Mr. Clapper revealed details of the trip in an interview with The Wall Street Journal. The North Koreans seemed disappointed when he arrived without a broader peace overture in hand, he said. At the same time, they didn’t ask for anything specific in return for the prisoners’ release.

U.S. officials say the mission, which few officials within the Obama administration knew about until Mr. Clapper was returning, wasn’t meant to signal any change in the U.S.’s approach to the reclusive North.

Mr. Clapper’s earlier conversations with older North Korean officials on his one-day trip had been contentious. He heard what he called a far more “tempered” tone from a younger North Korean whom he described as an interlocutor and who accompanied him on the 40-minute drive back to the airport at the trip’s end. He said the interlocutor expressed regret that the North and South remained split and asked Mr. Clapper if he’d return to Pyongyang.

[snip]

The plan to send Mr. Clapper came together suddenly.

North Korea made clear that it wanted the U.S. to send a “senior envoy” and that it wanted a communication from the president.

The White House tapped Mr. Clapper, because he was a cabinet-level official though not a member of the cabinet or a diplomat. The White House didn’t want to signal to the North Koreans that Mr. Clapper was being sent to conduct a diplomatic negotiation. Mr. Clapper had also served as a military intelligence officer in South Korea in the mid-1980s and had a continuing interest in the Korean peninsula.

[snip]

Gen. Kim Young Chol appeared to be taken aback when handed the letter, Mr. Clapper said.

Written in English, the letter introduced Mr. Clapper as the president’s envoy and “characterized the release of the two detainees as a positive gesture,” Mr. Clapper said, declining to quote it directly. “It didn’t apologize.”

It’s possible there was more to the trip than Clapper’s very boisterous press blitz let on.

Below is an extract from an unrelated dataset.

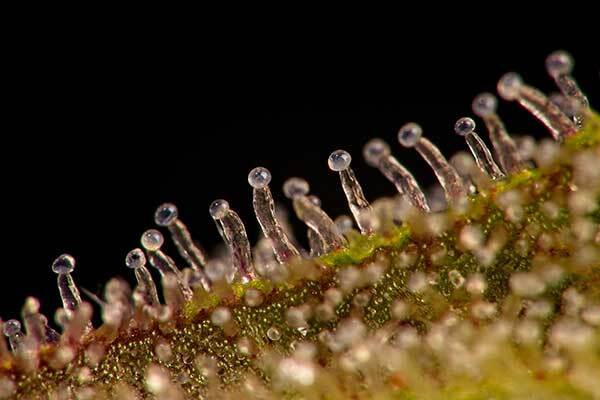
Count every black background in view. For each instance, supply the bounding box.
[0,32,600,320]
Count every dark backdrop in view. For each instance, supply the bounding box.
[0,35,600,319]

And it turns out I’m no longer the only one who links the trip to North Korea and the hack. At a speech at a cybersecurity conference at Fordham today, Clapper repeated accusations that North Korea had done the Sony hack, claiming that the General Kim Youn(g) Chol, with whom he had met on his trip, ordered the attack (see also Eamon Javers’ TL) amid more details of what went wrong with his plane and other details of his trip. The Bureau Kim Youn(g) Chol heads is among those sanctioned last week in response to the hack, though it doesn’t appear he’s among the sanction targets himself (though there is someone with a very similar name, Kim Yong Chol, who is Korea Mining Company’s representative in Iran, who was sanctioned). 

I’m still not convinced that North Korea did the hack. But if they did, then there’s more of a backstory, precisely where Clapper is pointing to it: in his trip to North Korea just weeks before the hack.

Alternately, Clapper’s fixation on his trip may suggest his meeting with Kin Youn(g) Chol has influenced analysis of the hack, leading Clapper’s subordinates to ascribe more importance to heated meetings while their boss was in North Korea than they logically should.

Either way, Clapper’s giving a very partial description of that trip. But now that he has returned to doing so, it ought to be a much more significant focus for reporting on the alleged North Korea hack.